NVlabs/FasterViT

any_ res is not truly any resolution

becauseofAI opened this issue · 5 comments

Resolution=[576, 960] is right, but [1152, 1920], [1088, 1920], [1024, 1024], [384, 384], etc. are all not feasible. Therefore, it is difficult for us to conduct multi-scale training.

Hi @becauseofAI could you please share more details ? faster_vit_any_res can be initialized with any resolution including those you have mentioned. In fact, we just added a 384x384 model.

@ahatamiz I think @becauseofAI is working on Detection model. It seems that any_res model can be initialized with any-resolution, but after initialization, the input image size must be fixed. This makes it unable to train detection model with multi-scale.
Can you clarify?

Thank you @chuong98 for your comment.

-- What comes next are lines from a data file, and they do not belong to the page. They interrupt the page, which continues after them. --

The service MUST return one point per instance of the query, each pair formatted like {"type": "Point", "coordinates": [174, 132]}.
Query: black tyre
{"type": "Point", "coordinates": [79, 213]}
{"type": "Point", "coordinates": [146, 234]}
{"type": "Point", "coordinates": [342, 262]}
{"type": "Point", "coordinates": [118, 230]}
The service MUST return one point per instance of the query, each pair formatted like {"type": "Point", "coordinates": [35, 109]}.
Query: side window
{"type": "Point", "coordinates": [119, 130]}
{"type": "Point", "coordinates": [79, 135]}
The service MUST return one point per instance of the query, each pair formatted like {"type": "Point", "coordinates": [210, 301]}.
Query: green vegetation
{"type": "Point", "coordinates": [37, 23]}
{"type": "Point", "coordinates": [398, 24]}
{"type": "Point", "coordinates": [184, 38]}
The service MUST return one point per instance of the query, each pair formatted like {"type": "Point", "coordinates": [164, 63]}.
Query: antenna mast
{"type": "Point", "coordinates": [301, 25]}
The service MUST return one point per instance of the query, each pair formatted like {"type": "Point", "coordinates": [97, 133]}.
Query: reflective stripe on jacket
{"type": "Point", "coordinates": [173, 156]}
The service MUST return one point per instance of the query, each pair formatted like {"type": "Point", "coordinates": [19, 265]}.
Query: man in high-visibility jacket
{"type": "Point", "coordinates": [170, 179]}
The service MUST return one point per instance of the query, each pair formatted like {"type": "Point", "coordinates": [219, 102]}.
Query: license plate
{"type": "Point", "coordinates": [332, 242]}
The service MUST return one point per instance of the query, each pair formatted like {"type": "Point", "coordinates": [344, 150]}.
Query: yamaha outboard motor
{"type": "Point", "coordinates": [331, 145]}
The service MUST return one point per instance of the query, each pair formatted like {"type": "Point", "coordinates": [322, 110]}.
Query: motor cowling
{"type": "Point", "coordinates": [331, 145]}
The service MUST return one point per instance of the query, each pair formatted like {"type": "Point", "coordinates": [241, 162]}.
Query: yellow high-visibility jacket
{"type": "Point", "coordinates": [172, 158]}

I understand.

The main (initial) motivation of faster_vit_any_res is still for classification by enabling various input sizes, window sizes, etc. Detection models (with multi-scale training) follow the same model but need some modifications to make it work. We will publish the code for downstream tasks (e.g. detection) soon.

Again, thank you @becauseofAI and @chuong98 for your interest in our work.

@ahatamiz I think @becauseofAI is working on Detection model. It seems that any_res model can be initialized with any-resolution, but after initialization, the input image size must be fixed. This makes it unable to train detection model with multi-scale. Can you clarify?

That's exactly what it means. Thank you for your further explanation. @chuong98

Hi @becauseofAI

We have released the object detection repository for FasterViT with DINO. You can use multi-scale training as well. The FasterViT backbone allows any resolution for training.

We will release the pretrained checkpoints very soon.

I hope you find this release to be useful !